Medicare Compliance & Reimbursement

Outpatient PPS:

6.6-Percent Pay Boost On Its Way For Outpatient Pay

Administration fees soar from 2003, but plummet from 2004.

Hospitals are about to receive some much-needed funding enhancements.
 
Hospital outpatient services will see a 3.3-percent payment update for calendar year 2005, plus other increases enacted in last year's Medicare Prescription Drug, Improvement and Modernization Act (MMA). The various payment boosts will bring the total reimbursement increase to 6.6 percent, the Centers for Medicare and Medicaid Services announced in an August 9 proposed rule.
 
Under the outpatient prospective payment system, Medicare pays for services on a rate-per-service basis in which payment varies according to which ambulatory payment classification the service is part of. A labor-related portion of the OPPS payment is geographically adjusted using the local inpatient hospital wage index.
 
Features of the 2005 rule include the following:

 

  • An MMA-enacted continuation into 2005 of "hold harmless" payments for rural hospitals with fewer than 100 beds and sole community hospitals in rural areas. The provision ensures that the hospitals are reimbursed at least as much under the OPPS as they would have been under the old, cost-based reimbursement system.

     

  • Continuation of a policy that provides separate payments for most drugs that cost more than $50 per administration, rather than including payment for the drugs as part of their associated APCs.

     

  • An MMA-enacted provision that increases pay for mammograms. Diagnostic mammograms will be removed from OPPS reimbursement and paid under the Medicare Physician Fee Schedule, as screening mammograms already are. Final payment rates won't be available until later this year, but CMS estimates that reimbursement for regular diagnostic mammograms will increase by 40 percent and reimbursement for digital diagnostic mammograms will jump by around 60 percent.

     

  • A new payment for beneficiaries' "Welcome to Medicare" physical. Under the OPPS, CMS will pay a hospital $75 for the use of its facility for the comprehensive examination that Congress hopes will provide baseline health information for new enrollees. A separate physician payment for the physical is included in the Medicare Physician Fee Schedule proposed last month.

     

  • Payment hikes for some screening procedures Medicare has covered in the past. These include a 3.24-percent boost in payment for cancer-detecting pelvic and breast exams, a 4.25-percent increase for bone-density studies; and a 10.4-percent hike for glaucoma screening. Exams to detect colon cancer will see reimbursement increases to the tune of 4.25 percent for barium enemas, 7.42 percent for flexible sigmoidoscopies, and 9.9 percent for screening colonoscopies.

     

  • A change in the basis for making additional so-called outlier payments that are supposed to ensure beneficiary access to care by "having the Medicare program share" in the financial losses providers incur from "individual, extraordinarily expensive cases."
     
    Outlier payments are "not intended to pay hospitals additional amounts for specific services on a routine basis," the rule says.

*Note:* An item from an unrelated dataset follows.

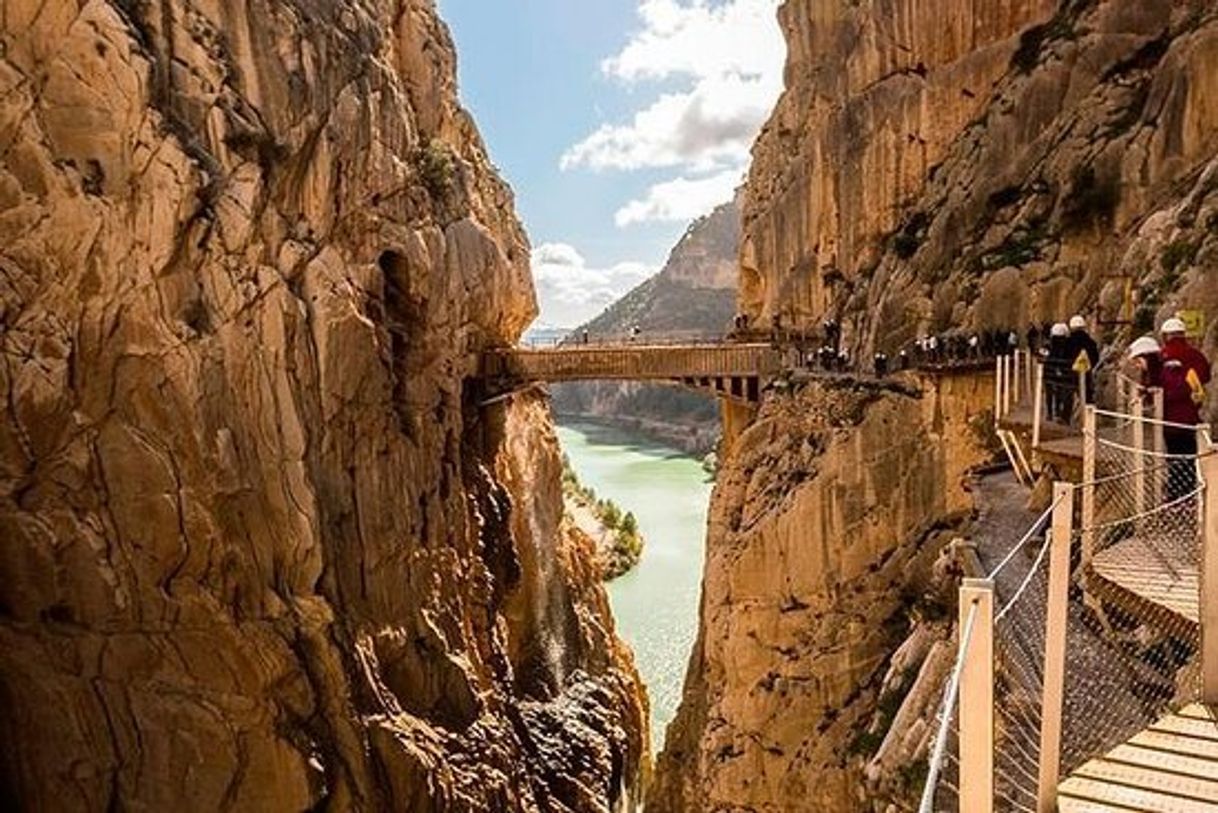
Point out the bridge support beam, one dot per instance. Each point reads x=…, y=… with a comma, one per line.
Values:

But according to the Medicare Payment Advisory Commission, that's exactly what's been happening on the outpatient side.
     
    MedPAC has found that "a significant portion of outpatient outlier payments are being made for high-volume, lower-cost services, rather than for unusually high-cost services, contrary to the intent of an outlier policy." The panel's finding has led CMS to propose a change to the standard it has previously used to qualify a service for outlier payments under the OPPS.
     
    Previously, a service has qualified for an outlier payment if a hospital's cost for that service exceeded the APC payment rate for the service by a specific multiple of that rate. Beginning in 2005, if the proposed rule stands, CMS would add a fixed dollar threshold that a service would have to meet in order to qualify, thus preventing high-volume, low-cost services from garnering outlier payments. To qualify, the cost of a service would have to exceed 1.5 times the APC payment rate and also exceed the sum of the APC rate plus a $625 fixed-dollar threshold.
     
    The proposed rule was published in the August 16 Federal Register, and public comments are due by October 8.